イラン、核問題で方針検討か 2週間も間接協議中断

イラン核合意再建に向けた協議に参加するイラン、EUの高官ら=6月12日、ウィーン(在ウィーンEU代表部提供、ゲッティ=共同)
イラン核合意再建に向けた協議に参加するイラン、EUの高官ら=6月12日、ウィーン(在ウィーンEU代表部提供、ゲッティ=共同)

【カイロ=佐藤貴生】イラン核合意再建のため同国と米国がウィーンで続けてきた間接協議は6月20日を最後に2週間以上、途絶えている。6月18日のイラン大統領選での反米保守強硬派のライシ司法府代表(60)の勝利を受け、同国が方針を検討しているようだ。8月のライシ師の大統領就任後、欧米との関係が冷え込む公算が大きく、残された任期が短くなった穏健派のロウハニ大統領の在任中に一定の合意に歩み寄れるかが注目される。

間接協議は欧州連合(EU)の仲介で4月に始まり、2015年の核合意から逸脱したイランの核開発の停止と、米国が18年の合意離脱後に科した経済制裁の解除が議題。協議が途絶えていることに関し、欧米の交渉筋はロイター通信にイラン指導部の中で「選挙後の協議」が続いていることが理由だと述べた。

イランでは政策全般の決定権は最高指導者のハメネイ師が握る。ライシ師の大統領就任式は8月5日にあるとの報道もある。

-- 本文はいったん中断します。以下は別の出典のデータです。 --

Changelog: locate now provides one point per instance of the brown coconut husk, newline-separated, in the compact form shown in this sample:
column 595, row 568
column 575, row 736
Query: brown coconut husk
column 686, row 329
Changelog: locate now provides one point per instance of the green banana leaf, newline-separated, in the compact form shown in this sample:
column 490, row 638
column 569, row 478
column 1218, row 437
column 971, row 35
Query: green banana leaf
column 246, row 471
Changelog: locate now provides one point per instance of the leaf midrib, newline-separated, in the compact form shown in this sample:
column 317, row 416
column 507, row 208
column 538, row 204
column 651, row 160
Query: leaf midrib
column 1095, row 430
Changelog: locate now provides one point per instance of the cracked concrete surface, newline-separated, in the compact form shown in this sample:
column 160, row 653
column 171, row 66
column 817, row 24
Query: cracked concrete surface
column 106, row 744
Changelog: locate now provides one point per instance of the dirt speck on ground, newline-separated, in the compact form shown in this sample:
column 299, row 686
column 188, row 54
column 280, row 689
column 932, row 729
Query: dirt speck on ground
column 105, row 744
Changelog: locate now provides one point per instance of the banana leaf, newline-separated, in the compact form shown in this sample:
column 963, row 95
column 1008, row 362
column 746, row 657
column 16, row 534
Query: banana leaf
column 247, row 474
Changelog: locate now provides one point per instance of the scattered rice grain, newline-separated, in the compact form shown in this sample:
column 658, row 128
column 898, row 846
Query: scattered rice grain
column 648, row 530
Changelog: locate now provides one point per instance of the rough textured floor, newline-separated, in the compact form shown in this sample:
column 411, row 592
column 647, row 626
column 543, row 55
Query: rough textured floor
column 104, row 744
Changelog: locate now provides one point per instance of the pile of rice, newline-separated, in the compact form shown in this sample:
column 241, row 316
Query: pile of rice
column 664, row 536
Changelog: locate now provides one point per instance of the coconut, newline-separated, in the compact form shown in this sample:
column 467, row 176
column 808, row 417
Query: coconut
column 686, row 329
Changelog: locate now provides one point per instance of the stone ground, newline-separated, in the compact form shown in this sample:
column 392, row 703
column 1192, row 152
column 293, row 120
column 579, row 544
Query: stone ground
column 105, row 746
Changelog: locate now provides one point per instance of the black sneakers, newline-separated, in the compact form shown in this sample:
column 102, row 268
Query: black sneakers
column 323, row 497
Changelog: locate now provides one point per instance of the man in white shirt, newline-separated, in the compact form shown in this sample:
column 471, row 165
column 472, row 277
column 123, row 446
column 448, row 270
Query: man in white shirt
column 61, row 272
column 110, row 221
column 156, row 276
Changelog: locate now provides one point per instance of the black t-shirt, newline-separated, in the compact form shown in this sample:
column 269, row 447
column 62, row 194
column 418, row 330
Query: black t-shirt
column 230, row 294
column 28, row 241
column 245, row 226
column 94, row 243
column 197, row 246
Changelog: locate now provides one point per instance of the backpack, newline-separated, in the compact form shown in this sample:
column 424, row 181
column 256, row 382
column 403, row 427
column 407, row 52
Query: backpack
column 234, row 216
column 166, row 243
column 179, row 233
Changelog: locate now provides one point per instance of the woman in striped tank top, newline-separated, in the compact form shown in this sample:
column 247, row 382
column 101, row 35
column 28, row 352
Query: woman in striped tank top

米国は間接協議で制裁の一部を解除する姿勢を示したとされるが、イランは全制裁の解除を求める。米国は将来、弾道ミサイル開発や周辺国への影響力行使を制限する協議も行う方針だが、イランは応じないと言明。双方がハードルを上げて合意を困難にしている。

欧米メディアなどは、ロウハニ師の大統領在任中に何らかの合意に達すると報じていた。米国の制裁でイラン経済は悪化。その一部でも解除されればハメネイ師側近のライシ師の政権に利益がもたらされ、国民の支持につながるからだ。

しかし、イランは態度を鮮明にせず、関係国は懸念を強めている。イスラエルの有力紙ハーレツは5日、同国や米国の政権内で、間接協議がライシ次期政権に持ち越された場合、合意は不可能になるとの見方が出ていると伝えた。

イランは先月24日が期限だった国際原子力機関(IAEA)との協力延長の可否でも回答を留保。2月に未申告の核施設への抜き打ち査察の受け入れを停止し、IAEAとの協力の範囲を限定した。同国が管理する核施設の監視カメラのデータをIAEAが入手できないと、核開発の実態把握は困難になる。

同国は6日、核爆弾に使用可能な金属ウランの濃縮度を20%に引き上げると表明。4月には核兵器級に近づく濃縮度60%の濃縮ウランを製造した。IAEAのグロッシ事務局長は5月、イランの核技術が洗練されたため、核合意当時の6年前の状態に戻すことは「もはや不可能だ」と述べた。

ハメネイ師は1日、ライシ師の後任の司法府代表に反米保守強硬派のイスラム法学者を充てると発表。強硬派の発言力が強まる見通しで、核合意再建の行方は不透明感が強まっている。